UK self-driving tech startup Wayve to use Microsoft ‘supercomputer muscle’ to process data generated by autonomous vehicles
Autonomous vehicles generate as much as 40 terabytes of data an hour from cameras, radar, and other sensors, according to a report from Morgan Stanley. That’s equivalent to the amount of data an iPhone use over 3,000 years. Now one tech startup is trying to leverage the Microsoft ‘supercomputer muscle’ to process terabytes of data generated by its autonomous vehicles every minute.
Today, London-based autonomous mobility startup Wayve announced it will use supercomputer infrastructure designed for the company by Microsoft to process vast amounts of data as it develops machine learning-based models for self-driving cars.
Microsoft is one of the major investors in Wayve. We wrote about Wayve back in January after the UK-based self-driving startup raised $200 million Series B in funding led by Microsoft and Virgin founder Richard Branson.
Wayve was founded by a team of researchers from the Cambridge University engineering department. The team has developed an AI smart enough to learn how to drive a car by using just a computer and one camera, in about 20 minutes. Unlike other autonomous cars from bigger companies who rely on custom-built hardware for their autonomous vehicles, Wayve managed to make its own with only reinforcement learning as the foundation.
Wayve’s technology relies on machine learning using camera sensors fitted on the outside of the vehicle, where the system learns from traffic patterns and the behavior of other drivers, instead of the conventional method of relying on detailed digital maps and coding to tell vehicles how to operate.
“Microsoft is providing supercomputing muscle,” Wayve Chief Executive Alex Kendall told Reuters. “What we’re looking to do goes beyond the bounds of what’s possible for commercial cloud offerings today.”
Kendall said Microsoft will be able to process the terabyte of data – 1 trillion bytes, or equivalent to around an hour of consumer video – that Wayve’s cars generate every minute. “We see this as being a commercial fleet offering,” he added. “That’s how we think autonomy is first going to come to market.”

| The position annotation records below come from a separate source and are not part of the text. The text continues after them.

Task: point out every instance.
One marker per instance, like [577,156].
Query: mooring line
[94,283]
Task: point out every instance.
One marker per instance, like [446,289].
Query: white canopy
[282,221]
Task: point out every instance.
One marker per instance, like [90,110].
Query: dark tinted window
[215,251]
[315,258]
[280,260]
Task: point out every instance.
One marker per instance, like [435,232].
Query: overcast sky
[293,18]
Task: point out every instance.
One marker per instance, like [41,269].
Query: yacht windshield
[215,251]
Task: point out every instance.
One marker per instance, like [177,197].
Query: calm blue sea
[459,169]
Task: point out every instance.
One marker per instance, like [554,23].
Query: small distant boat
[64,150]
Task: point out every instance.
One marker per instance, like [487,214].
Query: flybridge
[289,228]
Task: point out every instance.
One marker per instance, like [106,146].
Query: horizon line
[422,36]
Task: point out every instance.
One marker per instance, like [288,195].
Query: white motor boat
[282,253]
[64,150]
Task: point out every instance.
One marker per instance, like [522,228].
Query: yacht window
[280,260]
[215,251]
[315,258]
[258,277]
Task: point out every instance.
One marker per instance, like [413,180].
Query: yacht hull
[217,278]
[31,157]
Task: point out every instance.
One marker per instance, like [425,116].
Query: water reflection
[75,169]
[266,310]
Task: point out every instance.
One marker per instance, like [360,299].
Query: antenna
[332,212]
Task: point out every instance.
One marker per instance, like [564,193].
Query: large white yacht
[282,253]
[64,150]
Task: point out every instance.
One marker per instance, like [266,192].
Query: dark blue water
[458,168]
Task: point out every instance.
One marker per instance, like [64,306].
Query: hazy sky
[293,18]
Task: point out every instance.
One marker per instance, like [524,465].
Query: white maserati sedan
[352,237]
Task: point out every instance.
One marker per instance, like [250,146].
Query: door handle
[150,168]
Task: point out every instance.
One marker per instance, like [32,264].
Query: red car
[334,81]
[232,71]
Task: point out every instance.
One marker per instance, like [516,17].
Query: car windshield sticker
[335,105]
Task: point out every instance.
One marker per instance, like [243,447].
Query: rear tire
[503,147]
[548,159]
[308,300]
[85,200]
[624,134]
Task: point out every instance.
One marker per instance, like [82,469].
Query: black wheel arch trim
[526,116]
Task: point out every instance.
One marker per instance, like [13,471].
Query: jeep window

Founded in 2017 by CEO Alex Kendall and Amar Shah, Wayve uses end-to-end deep learning to develop artificial intelligence capable of complex driving. The startup is pioneering the AI software, lean hardware, and fleet learning platform for AV 2.0: a next-generation autonomous driving system that can quickly and safely adapt to new driving domains anywhere in the world.
Wayve’s AV2.0 technology is designed to be the most adaptable AV system for fleet operators. It combines the advantages of a lean, camera-first sensing suite with the embodied intelligence of an end-to-end deep learning system that continually learns from petabyte-scale driving data provided by Wayve’s partner fleets, including Ocado Group, Asda, and DPD.
By using machine learning, Wayve is building a more scalable AV platform that can quickly and safely adapt its driving intelligence to new cities, different use-cases, and vehicle types. This unlocks the potential to scale commercial deployments to other cities more quickly than the conventional AV approach, which typically relies on an expensive and complex array of sensors and is operationally limited by HD maps and rules-based control strategies.